Father Joseph Rogers, who in 2021 who became the first priest to join a new male branch of the Pierced Hearts religious community, was on hand to meet the young people and offer the sacrament of reconciliation throughout the weekend in Homestead.

“The church has a certain respect and admiration for the young and the young have a particular mission in the life of the church,” Father Rogers said.

“This time is among most important stages of their life when God will encourage them to ask fundamental questions and not to be afraid to ask the fundamental questions: What does God intend for their life? How can they live their life with so many difficulties and challenges today? And to trust that Christ is the one who has the answers to their questions,” Father Rogers said, adding that he attended the 2002 WYD in Toronto.

WYD is a visible sign that the church recognizes today’s young people face so many challenges and are often “overcome by depression, isolation, economic situations, family situations, immigration struggles; and they don’t know who to go to,” Father Rogers said.

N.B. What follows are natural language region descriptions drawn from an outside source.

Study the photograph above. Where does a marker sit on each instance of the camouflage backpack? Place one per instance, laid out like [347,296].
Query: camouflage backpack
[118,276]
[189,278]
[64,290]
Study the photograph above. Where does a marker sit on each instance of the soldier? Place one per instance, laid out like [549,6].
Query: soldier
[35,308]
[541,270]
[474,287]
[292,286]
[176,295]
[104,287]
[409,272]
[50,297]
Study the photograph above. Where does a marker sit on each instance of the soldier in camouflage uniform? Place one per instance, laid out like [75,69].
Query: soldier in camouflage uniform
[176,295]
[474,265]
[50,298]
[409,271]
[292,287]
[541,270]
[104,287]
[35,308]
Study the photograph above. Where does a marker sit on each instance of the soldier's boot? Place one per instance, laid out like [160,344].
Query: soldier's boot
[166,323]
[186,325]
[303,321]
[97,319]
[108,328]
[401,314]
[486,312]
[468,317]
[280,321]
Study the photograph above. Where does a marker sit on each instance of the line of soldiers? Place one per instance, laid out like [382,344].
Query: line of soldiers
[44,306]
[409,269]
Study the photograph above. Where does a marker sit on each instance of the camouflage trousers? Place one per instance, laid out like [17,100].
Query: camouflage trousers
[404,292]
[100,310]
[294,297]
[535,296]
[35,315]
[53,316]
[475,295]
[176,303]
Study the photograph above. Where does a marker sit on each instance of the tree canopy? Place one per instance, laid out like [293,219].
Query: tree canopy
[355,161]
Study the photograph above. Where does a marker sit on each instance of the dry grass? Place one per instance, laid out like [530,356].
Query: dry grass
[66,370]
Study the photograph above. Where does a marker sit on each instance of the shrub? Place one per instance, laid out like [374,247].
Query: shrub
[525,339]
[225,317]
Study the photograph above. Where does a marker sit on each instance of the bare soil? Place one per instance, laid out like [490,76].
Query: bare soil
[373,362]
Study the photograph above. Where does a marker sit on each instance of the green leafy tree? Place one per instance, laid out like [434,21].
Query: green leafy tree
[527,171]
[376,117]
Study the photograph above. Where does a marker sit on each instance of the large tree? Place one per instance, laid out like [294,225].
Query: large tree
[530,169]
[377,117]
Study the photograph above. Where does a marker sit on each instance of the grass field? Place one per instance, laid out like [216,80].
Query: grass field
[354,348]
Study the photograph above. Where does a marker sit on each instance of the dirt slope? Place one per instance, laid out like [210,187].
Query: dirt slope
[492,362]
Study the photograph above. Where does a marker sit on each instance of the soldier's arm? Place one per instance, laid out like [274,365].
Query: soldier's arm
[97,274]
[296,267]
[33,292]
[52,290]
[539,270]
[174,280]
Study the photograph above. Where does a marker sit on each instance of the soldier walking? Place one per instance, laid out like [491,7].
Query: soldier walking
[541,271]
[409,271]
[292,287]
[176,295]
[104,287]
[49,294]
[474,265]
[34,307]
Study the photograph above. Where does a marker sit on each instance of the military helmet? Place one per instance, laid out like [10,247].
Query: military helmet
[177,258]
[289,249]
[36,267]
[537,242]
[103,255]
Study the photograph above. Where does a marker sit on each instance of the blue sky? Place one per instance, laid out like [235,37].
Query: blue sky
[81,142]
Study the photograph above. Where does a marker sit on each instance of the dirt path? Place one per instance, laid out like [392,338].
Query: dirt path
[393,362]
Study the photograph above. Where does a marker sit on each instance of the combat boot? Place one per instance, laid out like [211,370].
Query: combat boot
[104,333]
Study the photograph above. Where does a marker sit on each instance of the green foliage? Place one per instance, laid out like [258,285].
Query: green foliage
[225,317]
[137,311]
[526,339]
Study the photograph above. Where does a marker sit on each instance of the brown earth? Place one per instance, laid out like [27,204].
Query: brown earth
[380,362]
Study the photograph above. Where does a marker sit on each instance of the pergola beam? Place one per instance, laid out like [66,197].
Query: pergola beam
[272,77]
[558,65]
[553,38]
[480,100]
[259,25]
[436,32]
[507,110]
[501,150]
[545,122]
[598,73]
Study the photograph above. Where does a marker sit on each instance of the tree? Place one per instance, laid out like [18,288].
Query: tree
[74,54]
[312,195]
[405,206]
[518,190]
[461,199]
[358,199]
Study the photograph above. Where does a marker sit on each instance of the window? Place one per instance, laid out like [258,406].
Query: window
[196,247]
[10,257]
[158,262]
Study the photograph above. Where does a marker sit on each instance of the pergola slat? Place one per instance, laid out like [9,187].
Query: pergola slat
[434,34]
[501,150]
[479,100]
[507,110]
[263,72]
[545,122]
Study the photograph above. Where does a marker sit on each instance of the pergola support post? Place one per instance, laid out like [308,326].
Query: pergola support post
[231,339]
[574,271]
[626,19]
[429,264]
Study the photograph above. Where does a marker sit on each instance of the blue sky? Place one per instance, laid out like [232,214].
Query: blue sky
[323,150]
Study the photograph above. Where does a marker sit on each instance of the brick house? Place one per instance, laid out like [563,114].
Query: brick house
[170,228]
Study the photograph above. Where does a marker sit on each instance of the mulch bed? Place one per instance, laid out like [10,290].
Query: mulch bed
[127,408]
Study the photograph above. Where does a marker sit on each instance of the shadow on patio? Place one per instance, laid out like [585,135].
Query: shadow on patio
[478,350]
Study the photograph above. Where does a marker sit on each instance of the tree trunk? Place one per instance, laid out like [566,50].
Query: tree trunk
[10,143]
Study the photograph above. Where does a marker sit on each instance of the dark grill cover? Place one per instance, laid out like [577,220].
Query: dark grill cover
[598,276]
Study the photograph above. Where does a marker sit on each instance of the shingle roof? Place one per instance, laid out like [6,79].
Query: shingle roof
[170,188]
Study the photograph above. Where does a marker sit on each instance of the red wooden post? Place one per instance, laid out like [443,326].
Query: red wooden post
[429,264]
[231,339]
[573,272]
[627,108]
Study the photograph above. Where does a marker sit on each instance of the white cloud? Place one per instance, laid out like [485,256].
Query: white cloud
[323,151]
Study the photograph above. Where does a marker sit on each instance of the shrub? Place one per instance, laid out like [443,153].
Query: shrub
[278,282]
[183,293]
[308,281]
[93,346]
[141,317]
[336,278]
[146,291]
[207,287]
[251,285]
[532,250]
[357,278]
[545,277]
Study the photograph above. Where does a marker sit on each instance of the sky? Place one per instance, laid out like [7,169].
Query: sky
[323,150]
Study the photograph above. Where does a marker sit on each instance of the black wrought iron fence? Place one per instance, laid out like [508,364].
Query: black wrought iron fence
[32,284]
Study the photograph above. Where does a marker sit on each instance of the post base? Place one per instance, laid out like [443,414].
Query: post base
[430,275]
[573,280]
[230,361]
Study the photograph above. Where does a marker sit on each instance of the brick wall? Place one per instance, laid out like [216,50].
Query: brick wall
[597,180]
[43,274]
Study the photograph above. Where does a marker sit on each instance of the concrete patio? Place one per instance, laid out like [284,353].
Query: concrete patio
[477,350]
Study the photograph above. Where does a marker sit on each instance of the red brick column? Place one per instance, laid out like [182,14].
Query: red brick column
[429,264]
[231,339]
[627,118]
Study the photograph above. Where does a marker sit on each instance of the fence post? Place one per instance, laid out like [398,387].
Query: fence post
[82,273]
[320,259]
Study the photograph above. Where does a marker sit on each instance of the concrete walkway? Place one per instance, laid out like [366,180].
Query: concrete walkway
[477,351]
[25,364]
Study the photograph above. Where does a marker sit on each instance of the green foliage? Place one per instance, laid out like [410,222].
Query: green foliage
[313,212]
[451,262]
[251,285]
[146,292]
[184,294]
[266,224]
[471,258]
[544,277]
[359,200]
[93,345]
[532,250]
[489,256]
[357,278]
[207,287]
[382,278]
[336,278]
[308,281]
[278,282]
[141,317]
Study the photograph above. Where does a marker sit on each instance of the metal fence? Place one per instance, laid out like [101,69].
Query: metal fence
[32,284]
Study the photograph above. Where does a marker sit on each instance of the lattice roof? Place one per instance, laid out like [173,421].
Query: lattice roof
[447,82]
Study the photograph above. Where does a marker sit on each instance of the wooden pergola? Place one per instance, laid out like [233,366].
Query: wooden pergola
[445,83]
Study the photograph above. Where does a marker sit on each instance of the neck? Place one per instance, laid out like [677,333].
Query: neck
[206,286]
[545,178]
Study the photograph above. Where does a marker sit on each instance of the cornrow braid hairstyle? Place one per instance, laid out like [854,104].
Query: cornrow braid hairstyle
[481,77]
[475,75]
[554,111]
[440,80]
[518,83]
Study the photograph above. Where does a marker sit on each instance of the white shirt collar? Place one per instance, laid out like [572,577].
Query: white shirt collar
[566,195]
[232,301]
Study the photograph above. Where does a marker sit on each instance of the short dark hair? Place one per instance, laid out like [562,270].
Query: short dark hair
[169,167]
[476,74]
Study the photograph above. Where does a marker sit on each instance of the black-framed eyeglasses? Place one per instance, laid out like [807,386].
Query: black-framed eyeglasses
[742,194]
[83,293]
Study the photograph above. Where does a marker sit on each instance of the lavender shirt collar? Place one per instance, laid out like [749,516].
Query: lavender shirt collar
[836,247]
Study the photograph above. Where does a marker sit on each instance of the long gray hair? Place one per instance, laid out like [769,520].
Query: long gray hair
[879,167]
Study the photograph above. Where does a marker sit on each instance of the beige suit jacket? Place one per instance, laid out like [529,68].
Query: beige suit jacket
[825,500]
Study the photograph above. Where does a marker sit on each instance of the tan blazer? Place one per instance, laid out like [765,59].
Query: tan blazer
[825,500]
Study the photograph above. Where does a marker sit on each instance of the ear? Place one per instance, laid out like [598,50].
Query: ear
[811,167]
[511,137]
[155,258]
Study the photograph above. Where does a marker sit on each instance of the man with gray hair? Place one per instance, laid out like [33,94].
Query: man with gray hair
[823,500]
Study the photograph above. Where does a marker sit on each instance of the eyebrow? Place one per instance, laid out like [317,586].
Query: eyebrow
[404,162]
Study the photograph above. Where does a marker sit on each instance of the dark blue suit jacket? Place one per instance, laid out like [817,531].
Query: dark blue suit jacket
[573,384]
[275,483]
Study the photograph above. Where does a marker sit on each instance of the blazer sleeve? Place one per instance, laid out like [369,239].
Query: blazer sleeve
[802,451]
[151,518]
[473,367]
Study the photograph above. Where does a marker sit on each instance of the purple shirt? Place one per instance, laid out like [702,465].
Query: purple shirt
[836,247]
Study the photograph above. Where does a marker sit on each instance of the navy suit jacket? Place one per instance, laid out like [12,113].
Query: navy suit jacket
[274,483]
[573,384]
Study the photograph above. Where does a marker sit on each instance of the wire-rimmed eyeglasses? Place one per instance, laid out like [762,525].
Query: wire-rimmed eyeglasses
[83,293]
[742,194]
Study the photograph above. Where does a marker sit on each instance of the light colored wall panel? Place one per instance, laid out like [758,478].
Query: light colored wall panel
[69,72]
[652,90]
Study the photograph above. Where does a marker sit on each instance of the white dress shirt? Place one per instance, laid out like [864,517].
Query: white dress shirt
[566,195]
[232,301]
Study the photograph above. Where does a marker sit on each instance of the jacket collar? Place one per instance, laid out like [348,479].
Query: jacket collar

Young adult Shalom Zambrano, a member of the Pastoral Juvenil Hispana who is close to the Pierced Hearts community, said she has never been to WYD and would like to have gone to Lisbon.

“I always wanted to be at one so this is the next best thing,” Zambrano said. “We feel part of a family here, that we are not alone and that there is someone next to us who could not go to Lisbon but we can make this event here,” she said. “I have made many new friends. My goal here is to get closer to Jesus and know his will for my life.”

Maria Laura Restrepo, a member of St. Dominic Parish in Miami and a recent graduate of Johns Hopkins University who is now studying to be a physician’s assistant, said the WYD Miami event was built on the premise that teens and young adults have their own place in the church.

“I am excited to see a lot of youth here and to learn more about the faith and knowing that they are not alone and they are not the only ones walking on this journey towards their faith and to discern God’s will for them,” said Restrepo, who also is part of a lay branch of the Pierced Hearts community.

Tom Tracy is a correspondent for the Florida Catholic, newspaper of the Archdiocese of Miami.